Characterization and bacterial inactivation application of multiple pin-to-plate electrode-based DBD plasma driven by nanosecond-pulsed high voltage

A diffuse and large-area dielectric barrier discharge (DBD) filled with air and helium gas mixtures was generated by a unipolar nanosecond-pulsed high voltage. A large-gap multiple pin-to-plate electrode was employed to facilitate the insertion of well plates into the plasma discharge. The nanosecond high-voltage-pulsed discharge has unique advantages in producing a diffuse DBD plasma. We examined the changes in the plasma properties upon varying operating parameters such as the gas composition and flow rate, as well as the pulse voltage. Various types of liquid (de-ionized, tap, and saline water, as well as phosphate buffered saline and LB broth) were exposed to the DBD plasma.

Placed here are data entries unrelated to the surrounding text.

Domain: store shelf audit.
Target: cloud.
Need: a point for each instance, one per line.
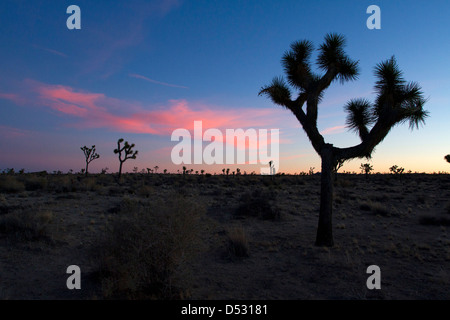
(55, 52)
(96, 110)
(333, 130)
(12, 132)
(138, 76)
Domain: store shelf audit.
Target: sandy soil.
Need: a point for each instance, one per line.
(400, 224)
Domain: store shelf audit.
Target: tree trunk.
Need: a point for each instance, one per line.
(120, 169)
(325, 229)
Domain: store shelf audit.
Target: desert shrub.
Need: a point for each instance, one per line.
(428, 220)
(237, 243)
(35, 182)
(26, 225)
(143, 254)
(376, 208)
(144, 191)
(89, 184)
(10, 184)
(257, 204)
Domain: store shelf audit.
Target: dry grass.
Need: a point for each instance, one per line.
(10, 184)
(144, 251)
(237, 243)
(26, 225)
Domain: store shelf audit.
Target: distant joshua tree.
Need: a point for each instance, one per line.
(396, 169)
(366, 168)
(128, 153)
(90, 156)
(396, 102)
(447, 158)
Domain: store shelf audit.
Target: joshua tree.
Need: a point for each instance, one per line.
(128, 153)
(366, 168)
(447, 158)
(396, 170)
(90, 155)
(339, 164)
(396, 102)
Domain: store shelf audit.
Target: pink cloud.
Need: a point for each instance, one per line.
(17, 99)
(55, 52)
(138, 76)
(11, 132)
(333, 130)
(96, 110)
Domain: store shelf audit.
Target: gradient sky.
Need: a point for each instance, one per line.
(140, 69)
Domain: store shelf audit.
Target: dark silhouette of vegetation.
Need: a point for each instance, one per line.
(126, 151)
(396, 169)
(397, 101)
(90, 156)
(366, 168)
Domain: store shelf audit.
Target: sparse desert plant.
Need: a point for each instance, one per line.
(144, 254)
(237, 243)
(447, 158)
(10, 184)
(128, 153)
(396, 169)
(26, 225)
(34, 182)
(366, 168)
(396, 102)
(257, 204)
(90, 155)
(429, 220)
(376, 208)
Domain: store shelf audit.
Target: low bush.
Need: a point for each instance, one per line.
(143, 254)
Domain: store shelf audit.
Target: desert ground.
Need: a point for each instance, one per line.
(215, 237)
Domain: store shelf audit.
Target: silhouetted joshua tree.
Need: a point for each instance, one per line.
(90, 155)
(127, 151)
(396, 102)
(366, 168)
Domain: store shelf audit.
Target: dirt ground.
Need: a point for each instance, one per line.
(399, 223)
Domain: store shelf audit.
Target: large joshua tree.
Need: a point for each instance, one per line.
(90, 155)
(128, 153)
(396, 102)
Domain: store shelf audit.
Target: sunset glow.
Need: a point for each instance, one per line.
(138, 70)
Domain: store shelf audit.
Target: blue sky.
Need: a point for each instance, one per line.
(140, 69)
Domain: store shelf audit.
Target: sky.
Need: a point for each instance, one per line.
(139, 70)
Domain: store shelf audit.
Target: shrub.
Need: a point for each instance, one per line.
(10, 184)
(237, 243)
(143, 254)
(376, 208)
(428, 220)
(26, 225)
(35, 182)
(257, 204)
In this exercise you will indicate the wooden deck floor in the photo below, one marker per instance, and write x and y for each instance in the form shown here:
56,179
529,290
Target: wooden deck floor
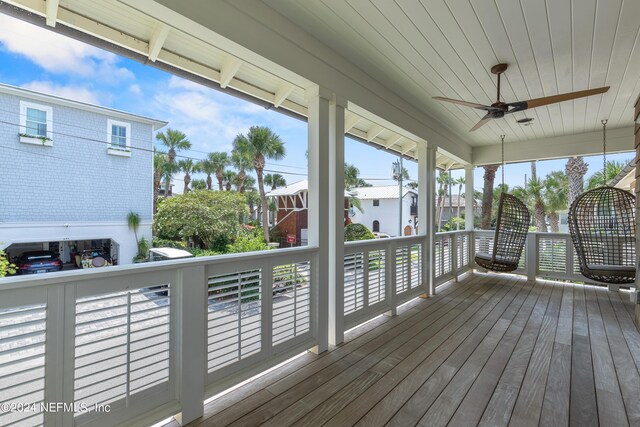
490,350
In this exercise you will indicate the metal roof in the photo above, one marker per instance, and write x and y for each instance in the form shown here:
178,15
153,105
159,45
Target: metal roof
380,192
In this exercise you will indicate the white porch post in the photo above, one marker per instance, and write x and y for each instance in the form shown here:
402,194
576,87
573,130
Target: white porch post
469,212
427,211
423,213
191,302
336,220
320,196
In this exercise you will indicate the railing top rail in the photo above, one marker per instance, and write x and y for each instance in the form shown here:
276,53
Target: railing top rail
385,241
65,277
454,232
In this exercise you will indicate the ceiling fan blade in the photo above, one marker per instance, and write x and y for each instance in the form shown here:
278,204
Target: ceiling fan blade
465,103
481,123
538,102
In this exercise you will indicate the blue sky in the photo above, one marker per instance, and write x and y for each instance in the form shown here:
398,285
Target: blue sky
211,119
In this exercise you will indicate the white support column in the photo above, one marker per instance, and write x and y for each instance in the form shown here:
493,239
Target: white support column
190,300
336,220
430,184
422,153
319,206
469,212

The physicochemical properties (pH and electrical conductivity) and concentrations of reactive species generated in the treated liquids (such as H2O2, NO2-, and O-3, which play central roles in the aqueous-phase chemistry of plasma-treated liquids for bacterial inactivation) were measured as a function of the operating parameters. The nanosecond-pulsed DBD was observed to generate significantly higher level of reactive species in various types of liquid. For investigating the plasma treatment of liquids containing suspended microorganisms, 1 ml of Escherichia coli (E. coli) stock suspension was pipetted into 9 ml of DW. The resulting bacterial suspensions were treated with the DBD plasma for a selected time. Six-log E. coli reduction was achieved after 19 h of incubation. A DBD plasma generated in a gas mixture of ambient air and 2 slm helium exhibited an enhanced inactivation efficacy, which was correlated with the RONS concentration and pH in the plasma-treated liquids.